We don’t measure our lives in visits to the supermarket or episodes of Strictly but we do all think back to Christmas down the years, safe in the knowledge that, one December, it will be our last.

The story of the First World War Christmas Day truce has been well told but what is less well known is that it actually started the night before when British troops saw candle lanterns on the German parapets and heard Stille Nacht drifting over no man’s land. What followed was the real spirit of Christmas and what led to it can only have been that shivery intimation that we are simply passengers in time and space.

Christmas has changed so much in the century since. With £600 Swarovski advent calendars and Heston Blumenthal pear-and-fig mince pies, excess is everywhere but is that what we really want?

If Covid started the Christmas shake-up, the cost-of-living crisis has come along to complete the job.

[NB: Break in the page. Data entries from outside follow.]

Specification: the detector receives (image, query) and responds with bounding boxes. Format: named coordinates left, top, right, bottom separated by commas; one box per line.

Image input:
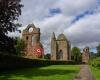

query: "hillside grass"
left=91, top=66, right=100, bottom=80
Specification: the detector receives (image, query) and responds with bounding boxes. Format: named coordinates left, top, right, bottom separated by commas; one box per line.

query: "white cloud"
left=64, top=13, right=100, bottom=47
left=10, top=0, right=100, bottom=53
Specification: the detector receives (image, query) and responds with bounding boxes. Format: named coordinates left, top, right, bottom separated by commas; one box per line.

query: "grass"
left=0, top=65, right=80, bottom=80
left=91, top=66, right=100, bottom=80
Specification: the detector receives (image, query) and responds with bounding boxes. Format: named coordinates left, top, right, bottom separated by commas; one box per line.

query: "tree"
left=96, top=44, right=100, bottom=57
left=0, top=0, right=23, bottom=53
left=15, top=38, right=26, bottom=56
left=71, top=47, right=81, bottom=61
left=0, top=0, right=23, bottom=34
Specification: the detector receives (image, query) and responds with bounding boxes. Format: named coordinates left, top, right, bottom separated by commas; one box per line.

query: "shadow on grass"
left=0, top=68, right=77, bottom=80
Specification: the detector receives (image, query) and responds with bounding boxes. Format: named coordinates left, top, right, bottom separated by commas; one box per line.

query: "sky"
left=10, top=0, right=100, bottom=53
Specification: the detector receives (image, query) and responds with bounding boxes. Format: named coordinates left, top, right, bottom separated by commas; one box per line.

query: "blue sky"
left=10, top=0, right=100, bottom=53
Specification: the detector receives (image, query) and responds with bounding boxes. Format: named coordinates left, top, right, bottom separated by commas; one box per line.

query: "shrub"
left=91, top=57, right=100, bottom=68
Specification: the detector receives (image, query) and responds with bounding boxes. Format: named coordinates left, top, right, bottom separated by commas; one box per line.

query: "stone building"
left=82, top=47, right=90, bottom=63
left=51, top=33, right=71, bottom=61
left=22, top=24, right=44, bottom=58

From the toned down TV ads to the number of families doing secret Santa or setting agreed budgets per head, there is a real sense that things are different this year.

Even those people who have capacity for ostentation are probably reading the room and realising that when people are having to choose between heating or eating, conspicuous spending is not a good look.

The British and German soldiers who met between the trenches swapped the little they had, some chocolate, a little rolling tobacco. What mattered was not the gift but the sharing – and something else. They had been told the war would be over by Christmas, it wasn’t but unlike so many who had died, they were at least alive to share another Christmas Day.

We all have too much stuff in our lives, what we really need is more of that spirit. The fact that they could find it amidst the horror and bloodshed of war is encouraging for the rest of us and testament to the power of the human spirit. When the church bells ring tonight and the magic happens again, it happens in our hearts, not thanks to the gifts under the tree. Have a very Happy Christmas.